Researcher of the Month
How the tone from the top influences internal auditors
In a recent project, WU researcher Anne d’Arcy investigated how internal auditors’ judgements change when they have to report to both the management and the supervisory board and when they are told to aim for different goals. The key finding: What is communicated to internal auditors before the auditing process has a great impact on how they evaluate processes.
Usually, the public and the media only become interested in corporate governance when it fails. In the wake of events like the Austrian Hypo Alpe Adria bank insolvency, the global financial crisis, and the VW diesel emissions scandal, people are quick to call for businesses to be subjected to more comprehensive internal audit controls. But are more rules and legal regulations really the answer? Does it make sense to have a “two masters” situation, where internal auditors report not only to the management but also to the supervisory board? That’s not necessarily a good idea, says WU Professor Anne d’Arcy, head of the Institute for Corporate Governance. If new rules also open up new, unwanted ways of exerting influence on internal auditors, they may be counterproductive to the goal of making internal auditing more objective. Together with her team, Professor d’Arcy investigated how multiple reporting lines influence the judgements of internal auditors. “Internal auditors play an important role in a companies’ internal monitoring and control systems,” Anne d’Arcy explains. “Internal auditors support the management’s control, directing, and decision-making functions by checking internal processes for effectiveness and efficiency. Objectivity is essential here.”
The crucial role of communication
For her study, Professor d’Arcy looked at two publicly listed companies, one from Germany and one from Switzerland. Two experiments with over 70 participating auditors were carried out. The participants were assigned to two groups. They were asked to evaluate internal controls and eliminate controls they deemed unnecessary. The controls were chosen so as to be realistic in the context of the company the auditors worked for. In the first group, auditors were instructed by their supervisor to keep in mind that reducing costs was the management’s key objective. The second group was reminded that ensuring effective controls was a priority for the supervisory board. The results showed that the internal auditors who had been briefed about the management’s cost reduction goal ended up eliminating more of the controls that were presented to them for evaluation. It didn’t matter whether they’d received the instructions verbally or by email. “This effect is particularly strong if the controls to be evaluated are complex and broad in scope. Based on the discussions we held after the experiment, it seemed that the auditors had unconsciously adapted their decision-making behavior,” Anne d’Arcy points out.
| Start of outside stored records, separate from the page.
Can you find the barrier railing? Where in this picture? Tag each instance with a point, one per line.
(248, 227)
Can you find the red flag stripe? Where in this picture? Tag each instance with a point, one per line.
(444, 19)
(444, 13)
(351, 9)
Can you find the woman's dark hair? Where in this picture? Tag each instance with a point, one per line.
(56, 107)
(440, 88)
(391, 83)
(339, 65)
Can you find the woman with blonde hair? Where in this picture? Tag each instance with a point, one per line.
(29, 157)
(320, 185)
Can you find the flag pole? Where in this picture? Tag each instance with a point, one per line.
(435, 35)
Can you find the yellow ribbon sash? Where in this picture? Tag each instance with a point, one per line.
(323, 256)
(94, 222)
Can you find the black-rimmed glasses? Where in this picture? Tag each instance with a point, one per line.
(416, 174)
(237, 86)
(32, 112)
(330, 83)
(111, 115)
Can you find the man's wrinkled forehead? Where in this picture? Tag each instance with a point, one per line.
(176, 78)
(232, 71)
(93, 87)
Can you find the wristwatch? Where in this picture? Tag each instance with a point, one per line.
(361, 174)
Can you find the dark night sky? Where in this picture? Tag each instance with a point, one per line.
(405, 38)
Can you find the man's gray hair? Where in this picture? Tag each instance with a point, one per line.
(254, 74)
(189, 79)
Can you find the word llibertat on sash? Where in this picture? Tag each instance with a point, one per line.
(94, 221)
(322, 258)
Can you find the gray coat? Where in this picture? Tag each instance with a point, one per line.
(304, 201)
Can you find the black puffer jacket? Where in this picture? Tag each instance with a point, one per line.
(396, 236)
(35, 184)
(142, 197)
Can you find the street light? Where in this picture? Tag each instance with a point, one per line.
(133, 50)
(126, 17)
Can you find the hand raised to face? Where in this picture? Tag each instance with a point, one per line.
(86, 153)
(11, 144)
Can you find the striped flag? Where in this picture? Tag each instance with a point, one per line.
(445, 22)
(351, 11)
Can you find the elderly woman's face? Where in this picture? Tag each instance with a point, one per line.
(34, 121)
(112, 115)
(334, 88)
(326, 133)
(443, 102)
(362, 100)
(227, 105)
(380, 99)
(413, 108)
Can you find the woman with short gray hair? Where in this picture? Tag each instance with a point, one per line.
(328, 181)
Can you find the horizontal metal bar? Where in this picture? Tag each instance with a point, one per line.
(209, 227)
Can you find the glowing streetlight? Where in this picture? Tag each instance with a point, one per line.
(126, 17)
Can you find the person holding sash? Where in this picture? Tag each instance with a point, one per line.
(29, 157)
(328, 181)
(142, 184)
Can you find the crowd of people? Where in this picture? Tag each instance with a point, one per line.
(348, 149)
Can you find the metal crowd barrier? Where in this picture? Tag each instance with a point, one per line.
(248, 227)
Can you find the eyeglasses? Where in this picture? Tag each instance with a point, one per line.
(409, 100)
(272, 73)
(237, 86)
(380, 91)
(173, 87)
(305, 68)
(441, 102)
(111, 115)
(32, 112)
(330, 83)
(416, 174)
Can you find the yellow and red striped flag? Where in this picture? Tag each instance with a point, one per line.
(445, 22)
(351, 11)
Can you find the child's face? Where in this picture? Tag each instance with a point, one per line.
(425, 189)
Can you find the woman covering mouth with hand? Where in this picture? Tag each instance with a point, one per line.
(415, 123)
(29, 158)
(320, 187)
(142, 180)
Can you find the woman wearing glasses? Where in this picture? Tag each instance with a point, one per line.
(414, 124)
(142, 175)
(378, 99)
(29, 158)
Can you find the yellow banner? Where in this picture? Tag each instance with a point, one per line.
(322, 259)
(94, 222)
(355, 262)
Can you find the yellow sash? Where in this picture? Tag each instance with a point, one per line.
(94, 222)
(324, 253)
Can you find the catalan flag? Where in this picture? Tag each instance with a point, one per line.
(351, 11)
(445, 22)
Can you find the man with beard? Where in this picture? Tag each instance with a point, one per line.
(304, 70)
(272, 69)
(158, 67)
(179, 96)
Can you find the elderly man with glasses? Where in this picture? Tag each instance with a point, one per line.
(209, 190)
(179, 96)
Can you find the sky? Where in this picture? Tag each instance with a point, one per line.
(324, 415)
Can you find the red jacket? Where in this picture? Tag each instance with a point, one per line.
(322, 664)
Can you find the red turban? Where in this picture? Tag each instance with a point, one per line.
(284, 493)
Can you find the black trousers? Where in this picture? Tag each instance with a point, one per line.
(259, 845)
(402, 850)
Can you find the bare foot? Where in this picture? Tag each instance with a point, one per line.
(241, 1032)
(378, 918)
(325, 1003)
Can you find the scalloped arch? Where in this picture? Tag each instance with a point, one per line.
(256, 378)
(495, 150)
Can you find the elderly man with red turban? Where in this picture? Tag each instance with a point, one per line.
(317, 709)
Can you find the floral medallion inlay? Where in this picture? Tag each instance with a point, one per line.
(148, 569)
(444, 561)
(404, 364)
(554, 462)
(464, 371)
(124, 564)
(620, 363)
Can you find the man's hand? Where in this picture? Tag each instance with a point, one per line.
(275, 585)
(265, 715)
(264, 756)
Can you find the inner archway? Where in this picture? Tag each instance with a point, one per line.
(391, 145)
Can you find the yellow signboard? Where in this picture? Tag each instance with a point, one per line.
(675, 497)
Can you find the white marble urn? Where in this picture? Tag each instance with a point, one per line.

More rules are not the answer
When it comes to internal controls and corporate governance, calls for independence and objectivity abound. Anne d’Arcy’s experiments show, however, that objectivity cannot always be guaranteed when there are several conflicting goals at play. “Our results clearly illustrate that internal auditors’ judgments are influenced strongly by the tone from the top – the desired strategy that is communicated to them,” Professor d’Arcy explains. “Standard setters and legislators must bear in mind that adding an additional reporting line, for example from internal auditing to the supervisory board, creates conflicts between different objectives. Apart from the desired effects, this may also lead to unwanted side effects.”